Bitte H. Wiltgen, mal eine Betroffene fragen. Meinen die Abtreibungsgegner wirklich alle Abtreiberinnen würden das alle aus einer Laune heraus tun?
Die reaktionären Aussagen von Kardinal Jean-Claude Hollerich im Kontext, das Recht auf Abtreibung in der Luxemburger Verfassung zu verankern, lassen sowohl Atheist*innen wie moderne Katholik*innen fassungslos zurück, benutzt Kardinal Hollerich doch tatsächlich die Rhetorik der Ultrarechten indem er versucht, durch Tatsachenverdrehung und Unwahrheiten Ängste zu schaffen, welche in seine Strategie passen. Nach Analyse der Thematik und unabhängig davon, wie man persönlich zum Thema Abtreibung steht, wird dem freidenkenden Menschen, ob Katholik*in, Atheist*in oder Agnostiker*in, allerdings schnell glasklar, dass die von Kardinal Hollerich geschürten Ängste vor Zwang und Druck auf Sand gebaut, also absolut unberechtigt sind, geht es bei der, von der Partei déi Lénk vorgelegten Initiative, doch lediglich darum, das derzeit bereits gesetzlich geregelte Recht auf Abtreibung zusätzlich, nach französischem Vorbild, in der Verfassung zu verankern um es optimal zu schützen. An der Detailregelung, welche eh nicht in eine Verfassung aufgenommen wird, sind in diesem Kontext keine Änderungen geplant.
Spannend bleibt nun die Reaktion der verschiedenen Akteur*innen und Parteien. Im RTL Kloertext vom 26. September 2024 mit den engagierten Katholik*innen Linda Schuster, Théo Péporté und Jean-Marie Weber wurde überdeutlich, dass moderne Katholik*innen keineswegs bereit sind ihrem Bischof blind zu folgen und durchaus engagierte und konstruktive Kritik einbringen. Zudem hat sich Weihbischof Léon Wagner bisher eher als moderater, vermittlungsoffener Mensch geoutet.
Von den demokratischem Parteien haben déi Lenk von der LSAP und déi Gréng klare Unterstützung für ihre Initiative erhalten, Die DP scheint ebenfalls offen für eine Verankerung des Rechts auf Abtreibung in der Verfassung, was für eine liberal denkende Partei eigentlich eine Selbstverständlichkeit ist, hat jedoch verschiedene Bedenken insbesondere bzgl Formulierungen angebracht, so, dass, wie in Demokratien üblich, eine Kompromisslösung absolut realistisch erscheint.

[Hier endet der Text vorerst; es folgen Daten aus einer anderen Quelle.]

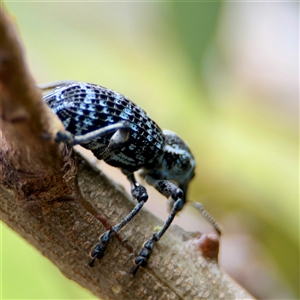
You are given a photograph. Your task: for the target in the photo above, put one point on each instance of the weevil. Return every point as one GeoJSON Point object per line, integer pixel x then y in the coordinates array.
{"type": "Point", "coordinates": [122, 134]}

Dass die CSV sich mit einer Entscheidungsfindung noch etwas schwerer tut ist eigentlich kaum verwunderlich und auch verständlich, schliesslich ist sie der katholischen Kirche traditionell am engsten verbunden, wobei der Mitglieder- und Unterstützer*innenkreis der heutigen CSV zweifellos Menschen von Atheist*innen über moderne Katholik*innen zu Traditionalist*innen umfasst. Es gilt also für die CSV, mehr als für die anderen demokratischen Parteien, die verschiedensten Befindlichkeiten zu berücksichtigen um keine potentiellen Wähler*innen zu verprellen. Allerdings wird auch eine moderne, liberale CSV erkennen müssen, dass die Katholische Kirche ein zwar zu respektierender, jedoch minoritärer Teil unserer modernen Gesellschaft ist und sie deshalb nicht die gesamte Gesellschaft massgeblich beeinflussen darf.

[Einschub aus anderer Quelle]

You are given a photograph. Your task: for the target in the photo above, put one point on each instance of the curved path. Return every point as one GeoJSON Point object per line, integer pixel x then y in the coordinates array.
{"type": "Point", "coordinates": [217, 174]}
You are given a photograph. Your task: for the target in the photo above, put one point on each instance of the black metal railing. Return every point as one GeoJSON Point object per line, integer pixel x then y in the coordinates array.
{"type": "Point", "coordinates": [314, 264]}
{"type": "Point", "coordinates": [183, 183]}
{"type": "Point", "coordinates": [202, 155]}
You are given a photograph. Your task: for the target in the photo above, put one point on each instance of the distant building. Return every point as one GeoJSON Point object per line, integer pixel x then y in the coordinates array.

Die Verankerung des Rechts auf Abtreibung in der Verfassung dient ausschliesslich der Absicherung dieses Rechts, legt niemanden einen Zwang auf, jede Frau kann wie bisher selbst ganz alleine und frei über ihren eigenen Körper entscheiden.
In Frankreich wurde nach vielen Diskussionen dbzgl eine parteiübergreifende Einigung erzielt. Ich bin demnach optimistisch, dass Luxemburg sich daran inspirieren wird und die demokratischen Parteien im Interesse der Frauenrechte einen Konsens finden werden werden. Alle Befürworter*innen einer freien und offenen Gesellschaft werden dies zu würdigen wissen.